An Air New Zealand flight from Napier to Auckland took off with a metal pole still dangling beneath it. Aviation commentator Irene King said it was a "peculiar" safety incident of "some significance".

"The incident has been reviewed and attributed to human error, and at no stage was the safety of the flight compromised," it said. Air New Zealand confirmed on Thursday that one of its services left Napier to Auckland on June 30, with its prop tail in place.

A tail stand is a metal pole propped between the rear, bottom of the plane and the tarmac to keep the plane steady during loading. Tail stand left in place, aircraft departed Napier [and] flew to Auckland," the information said.

"Obviously it is a system failure. Someone didn't do their walk around [properly]," King said. A CAA spokesperson also said that the main risk of leaving the prop-tail in place during flight was that on landing it could hit the runway and cause damage to the fuselage. The risk of it falling off was "extremely remote".

Stuff.co.nz says that, CAA's long lists of safety incidents, both in-flight and at airports, included knives and an arrowhead found in carry-on bags. In May this year, an unmanned golf cart got caught in a strong Wellington wind and cut an arc around a boarding aircraft's nose.

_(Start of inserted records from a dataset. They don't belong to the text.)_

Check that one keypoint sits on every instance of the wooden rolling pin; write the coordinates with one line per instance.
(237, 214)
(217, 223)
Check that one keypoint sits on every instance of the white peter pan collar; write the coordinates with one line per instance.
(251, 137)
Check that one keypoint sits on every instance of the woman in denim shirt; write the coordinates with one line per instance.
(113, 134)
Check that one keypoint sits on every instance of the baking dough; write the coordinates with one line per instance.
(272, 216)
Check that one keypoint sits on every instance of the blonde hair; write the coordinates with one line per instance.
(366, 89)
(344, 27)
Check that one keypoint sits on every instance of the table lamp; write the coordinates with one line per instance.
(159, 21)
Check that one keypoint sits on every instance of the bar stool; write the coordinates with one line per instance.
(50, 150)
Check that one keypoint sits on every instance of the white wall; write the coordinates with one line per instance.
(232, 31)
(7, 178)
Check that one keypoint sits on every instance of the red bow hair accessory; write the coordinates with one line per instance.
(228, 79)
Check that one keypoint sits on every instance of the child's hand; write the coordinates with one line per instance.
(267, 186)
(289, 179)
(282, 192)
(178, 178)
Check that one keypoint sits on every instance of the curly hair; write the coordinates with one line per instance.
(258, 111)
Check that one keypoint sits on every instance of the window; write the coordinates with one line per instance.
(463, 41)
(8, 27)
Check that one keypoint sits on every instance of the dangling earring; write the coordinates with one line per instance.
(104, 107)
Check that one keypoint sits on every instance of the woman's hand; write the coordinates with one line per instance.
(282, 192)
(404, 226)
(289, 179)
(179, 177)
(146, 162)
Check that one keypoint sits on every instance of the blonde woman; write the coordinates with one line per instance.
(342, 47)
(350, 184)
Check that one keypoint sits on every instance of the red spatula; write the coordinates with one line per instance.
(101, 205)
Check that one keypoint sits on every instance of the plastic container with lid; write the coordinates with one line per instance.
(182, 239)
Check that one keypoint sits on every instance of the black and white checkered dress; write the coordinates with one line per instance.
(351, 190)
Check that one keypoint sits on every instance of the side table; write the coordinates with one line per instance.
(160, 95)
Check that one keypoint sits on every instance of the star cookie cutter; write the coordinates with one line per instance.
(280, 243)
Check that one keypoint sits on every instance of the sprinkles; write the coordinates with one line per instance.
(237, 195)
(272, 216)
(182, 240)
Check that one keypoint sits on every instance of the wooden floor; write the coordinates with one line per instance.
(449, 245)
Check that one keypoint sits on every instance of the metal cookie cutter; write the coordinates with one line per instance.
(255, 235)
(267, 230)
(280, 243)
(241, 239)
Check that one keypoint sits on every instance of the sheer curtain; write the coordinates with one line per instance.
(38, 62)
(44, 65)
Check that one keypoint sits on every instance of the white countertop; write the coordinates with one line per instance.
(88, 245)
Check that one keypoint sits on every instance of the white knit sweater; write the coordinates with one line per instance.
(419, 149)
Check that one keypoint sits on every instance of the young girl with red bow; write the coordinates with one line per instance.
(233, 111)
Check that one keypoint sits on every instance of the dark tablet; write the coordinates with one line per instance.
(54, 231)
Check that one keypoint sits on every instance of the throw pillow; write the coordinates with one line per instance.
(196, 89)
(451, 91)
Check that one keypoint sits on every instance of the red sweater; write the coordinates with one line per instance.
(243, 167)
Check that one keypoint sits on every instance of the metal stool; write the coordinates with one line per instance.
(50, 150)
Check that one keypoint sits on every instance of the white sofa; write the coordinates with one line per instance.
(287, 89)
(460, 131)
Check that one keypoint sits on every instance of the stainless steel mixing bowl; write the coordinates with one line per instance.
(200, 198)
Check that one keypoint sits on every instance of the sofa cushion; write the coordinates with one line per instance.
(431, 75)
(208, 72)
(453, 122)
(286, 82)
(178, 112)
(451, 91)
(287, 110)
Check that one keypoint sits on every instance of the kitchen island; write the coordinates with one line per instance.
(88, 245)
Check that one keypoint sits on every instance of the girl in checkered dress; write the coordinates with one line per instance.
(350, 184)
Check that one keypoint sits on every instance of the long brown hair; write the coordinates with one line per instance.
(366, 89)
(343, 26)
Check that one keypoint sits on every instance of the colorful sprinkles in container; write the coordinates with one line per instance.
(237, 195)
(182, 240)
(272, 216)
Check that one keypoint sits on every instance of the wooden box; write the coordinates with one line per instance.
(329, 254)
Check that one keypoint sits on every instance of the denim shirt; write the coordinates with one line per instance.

A ground handler stopped the cart before it hit the plane's propeller.

Two days after Christmas, also in Wellington, a pilot noticed a woman standing on the apron. It turned out she had missed her boarding call and, seeing her flight was about to leave, hopped on the plane through a faulty baggage door.

Wellington Airport spokesperson Greg Thomas said the airport had a strong safety culture, and that the incidents were investigated, and measures taken to prevent such things happening again. CAA noted 207 safety incidents at airports during the year till June, and pointed out in a statement that there were about 190,000 large aeroplane passenger or transport flights in that period.